Na het Sonneveld-tijdperk is er een periode van theatertussendoortjes met cabaretier Sieto Hoving en toneelgroep Ensemble, en reclamewerk op tekst van Annie Schmidt: ‘Waar zou ik weeze, zonder mayoneeze. Waar zou ik weeze, zonder Calvé.’
Dan volgt een nieuwe glorieperiode, als leading lady in vijf musicals, waaronder En nu naar bed en Heerlijk duurt het langst. Producent John de Crane, componist Harry Bannink en schrijfster Annie Schmidt hebben in haar de ideale artiest om dit nauwelijks bekende genre in Nederland van de grond te krijgen.
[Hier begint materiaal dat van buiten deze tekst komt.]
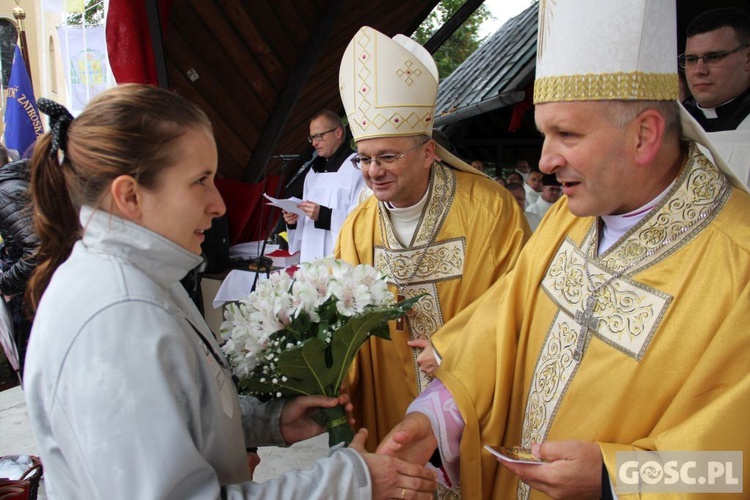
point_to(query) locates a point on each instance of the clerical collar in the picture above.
(614, 227)
(723, 111)
(405, 220)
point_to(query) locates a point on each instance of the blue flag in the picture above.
(22, 122)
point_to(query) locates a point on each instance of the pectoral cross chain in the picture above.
(588, 323)
(400, 323)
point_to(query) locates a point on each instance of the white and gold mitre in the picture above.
(613, 50)
(388, 86)
(606, 50)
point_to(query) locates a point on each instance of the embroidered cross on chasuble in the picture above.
(418, 267)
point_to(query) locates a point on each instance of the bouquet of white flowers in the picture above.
(299, 335)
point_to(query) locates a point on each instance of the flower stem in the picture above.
(337, 425)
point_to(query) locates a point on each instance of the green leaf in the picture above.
(306, 366)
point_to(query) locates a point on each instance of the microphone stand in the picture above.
(262, 262)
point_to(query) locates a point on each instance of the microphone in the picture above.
(287, 157)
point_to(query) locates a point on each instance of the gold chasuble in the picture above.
(470, 234)
(644, 347)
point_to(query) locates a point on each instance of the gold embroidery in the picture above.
(627, 313)
(606, 86)
(417, 269)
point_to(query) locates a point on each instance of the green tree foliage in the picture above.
(464, 41)
(93, 14)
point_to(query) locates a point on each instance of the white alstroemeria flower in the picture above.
(316, 276)
(373, 280)
(352, 297)
(307, 299)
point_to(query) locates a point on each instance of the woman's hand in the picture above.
(289, 217)
(393, 477)
(297, 422)
(426, 359)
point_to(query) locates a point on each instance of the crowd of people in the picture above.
(619, 326)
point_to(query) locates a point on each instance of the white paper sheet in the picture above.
(289, 204)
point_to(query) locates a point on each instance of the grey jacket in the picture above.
(128, 391)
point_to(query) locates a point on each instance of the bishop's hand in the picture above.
(412, 440)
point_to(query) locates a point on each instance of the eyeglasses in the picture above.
(319, 137)
(388, 158)
(711, 58)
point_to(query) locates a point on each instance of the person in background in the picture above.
(434, 226)
(20, 243)
(533, 186)
(478, 164)
(603, 339)
(716, 62)
(551, 192)
(515, 178)
(523, 167)
(519, 193)
(128, 392)
(331, 188)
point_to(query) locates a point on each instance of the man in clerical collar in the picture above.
(717, 68)
(603, 339)
(434, 226)
(330, 191)
(717, 71)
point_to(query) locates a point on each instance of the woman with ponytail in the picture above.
(128, 392)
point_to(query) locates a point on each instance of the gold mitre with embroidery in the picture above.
(389, 89)
(606, 50)
(388, 86)
(613, 50)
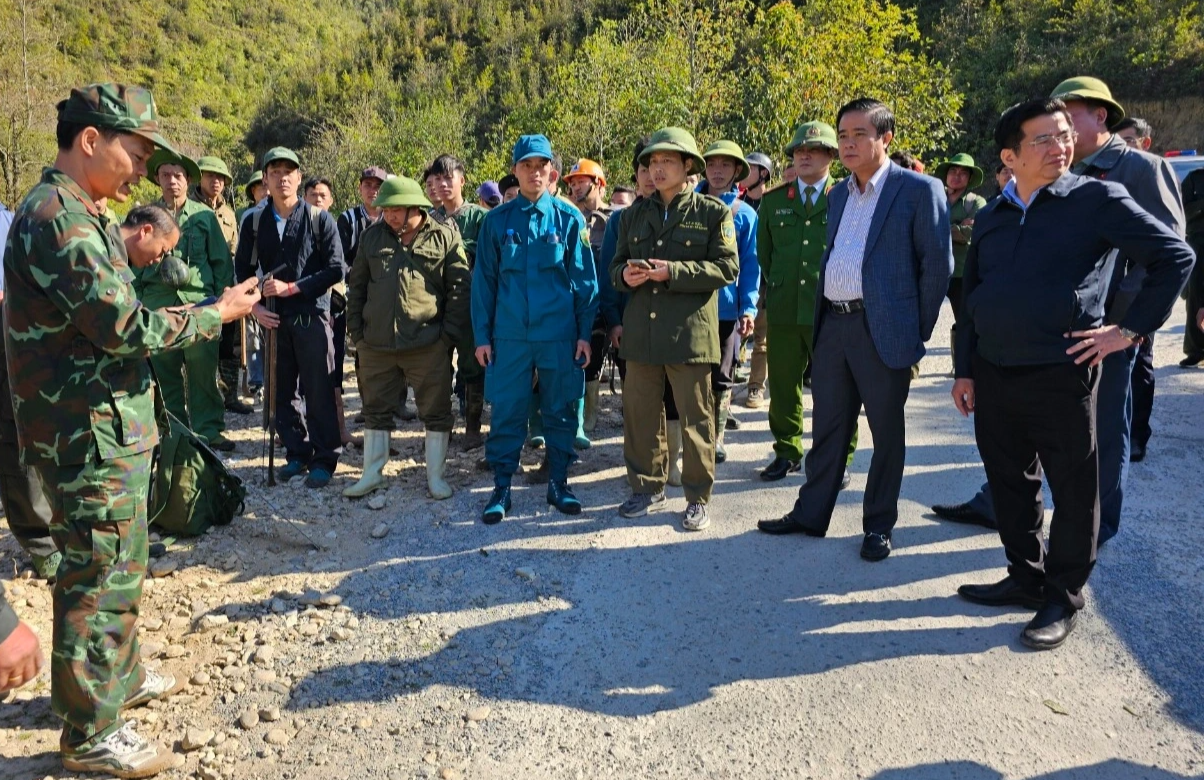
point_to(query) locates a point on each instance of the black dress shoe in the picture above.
(1007, 592)
(1050, 626)
(779, 468)
(963, 513)
(875, 547)
(561, 496)
(786, 525)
Annie Schmidt kan via Conny Stuart probleemloos al haar tegendraadse ideeën kwijt over relaties en gezag. Ook al was Annie Schmidt veel Hollandser dan de gedistingeerde en modebewuste Stuart, zij waren toch twee vrouwen uit hetzelfde hout gesneden. Stuart maakt in haar loopbaan zo de draai van romantisch naar satirisch, zonder dat ze de illusie heeft iets te veranderen aan maatschappelijke misstanden, want ‘na West Side Story is niets verbeterd voor mensen uit Puerto Rico.’
Schmidt heeft haar voertuig gevonden, maar Stuart slikt niet alles. Voor ‘dan was ik nu een ouwe hoer in Hong Kong geweest’ voelt zij zich net iets te chic en ‘menopauze met gebak’ vindt zij te flauw. Het zijn gevechtjes in een vrijwel vlekkeloze samenwerking.
Het maakt niet uit of zij een slechte fee of een majesteitelijke hoerenmadam speelt, de uiterst gedisciplineerde Conny Stuart heeft de zaak onder controle en sleurt iedereen mee. In Heerlijk duurt het langst speelt zij een vrouw die wordt bedonderd door haar man. Zij houdt zich staande door er bij zichzelf op te blijven hameren dat je nooit moet zeuren. Het is het motto van Stuarts leven.
‘Huil in je bed, bijt in je laken. Vloek tegen iedereen, schreeuw van de daken. Maar zeur niet, zeur niet, zeur niet.’